Bunu kendin yapabilirsin
En önemli öz önlem, diyabetik ketoasidoz gelişimini önlemektir. Bunun için kan şekerinin doğru ayarlanması ve bir doktor tarafından düzenli olarak kontrol edilmesi gerekir. Kendinizi iyi hissetmeseniz bile değerler ölçülmeli, gerekirse bir uzmana danışılmalıdır. İdrardaki keton kütleleri eczaneden özel ölçüm şeritleri kullanılarak belirlenebilir.

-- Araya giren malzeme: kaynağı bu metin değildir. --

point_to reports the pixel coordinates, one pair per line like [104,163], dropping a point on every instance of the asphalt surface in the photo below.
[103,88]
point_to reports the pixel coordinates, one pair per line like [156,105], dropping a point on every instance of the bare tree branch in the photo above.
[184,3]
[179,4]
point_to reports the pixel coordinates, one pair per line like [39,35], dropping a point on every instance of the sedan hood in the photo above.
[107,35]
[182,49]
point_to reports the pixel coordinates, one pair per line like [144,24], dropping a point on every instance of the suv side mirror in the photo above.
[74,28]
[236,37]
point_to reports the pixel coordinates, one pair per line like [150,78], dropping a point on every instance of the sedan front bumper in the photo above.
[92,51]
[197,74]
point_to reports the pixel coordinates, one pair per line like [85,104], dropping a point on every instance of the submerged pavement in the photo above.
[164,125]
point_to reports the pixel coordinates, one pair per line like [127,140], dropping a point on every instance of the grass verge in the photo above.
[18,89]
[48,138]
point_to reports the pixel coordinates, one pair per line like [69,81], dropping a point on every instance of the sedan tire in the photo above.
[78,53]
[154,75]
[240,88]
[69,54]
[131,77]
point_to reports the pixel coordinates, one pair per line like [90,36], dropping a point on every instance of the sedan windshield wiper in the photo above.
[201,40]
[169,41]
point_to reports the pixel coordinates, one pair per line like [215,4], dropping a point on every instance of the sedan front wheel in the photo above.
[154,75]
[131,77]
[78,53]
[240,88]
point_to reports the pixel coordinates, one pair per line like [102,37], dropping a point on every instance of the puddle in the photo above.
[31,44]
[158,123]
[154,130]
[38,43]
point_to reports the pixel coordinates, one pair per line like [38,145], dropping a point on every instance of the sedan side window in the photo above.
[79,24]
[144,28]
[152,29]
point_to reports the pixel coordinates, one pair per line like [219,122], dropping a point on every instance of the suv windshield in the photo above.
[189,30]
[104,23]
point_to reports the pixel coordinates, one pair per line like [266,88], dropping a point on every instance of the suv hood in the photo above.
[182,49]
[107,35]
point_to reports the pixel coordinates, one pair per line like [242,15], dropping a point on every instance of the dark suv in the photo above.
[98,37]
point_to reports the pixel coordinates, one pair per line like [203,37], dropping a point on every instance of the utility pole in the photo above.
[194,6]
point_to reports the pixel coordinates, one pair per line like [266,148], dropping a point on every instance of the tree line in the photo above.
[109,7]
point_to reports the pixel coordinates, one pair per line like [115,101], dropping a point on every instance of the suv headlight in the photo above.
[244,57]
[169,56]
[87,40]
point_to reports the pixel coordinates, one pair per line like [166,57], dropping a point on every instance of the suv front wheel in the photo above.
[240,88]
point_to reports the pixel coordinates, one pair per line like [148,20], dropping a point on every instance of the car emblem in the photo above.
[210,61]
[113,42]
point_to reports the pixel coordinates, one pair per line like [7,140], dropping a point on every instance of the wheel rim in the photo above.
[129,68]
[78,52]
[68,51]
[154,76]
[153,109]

Ketoasidoz zaten gelişmişse mutlaka yatarak tedavi edilmelidir.
Çeşitli önlemler tedaviyi destekler ve bireysel semptomları hafifletir. Öncelikle vücuda yeterli sıvı ve mineral verilmelidir. Hastalığın akut döneminde diyet tuzlu yiyecekler, bitki çayları ve sudan oluşmalıdır. Kan şekerini stabilize etmek için doktora danışarak tatlı yiyecekler tüketilebilir. Hasta ayrıca dinlenmeli ve birkaç gün hastalık izni almalıdır. Mümkünse yorucu fiziksel aktiviteden kaçınılmalıdır.
Dolaşımı hızlandıran ve bağışıklık sistemini güçlendiren hafif jimnastik egzersizlerine izin verilir. Takip bakımı ayrıca düzenli doktor ziyaretlerini de içerir. Sağlık uzmanı, kan şekerinin sabit kalmasını ve başka komplikasyonların ortaya çıkmamasını sağlamalıdır.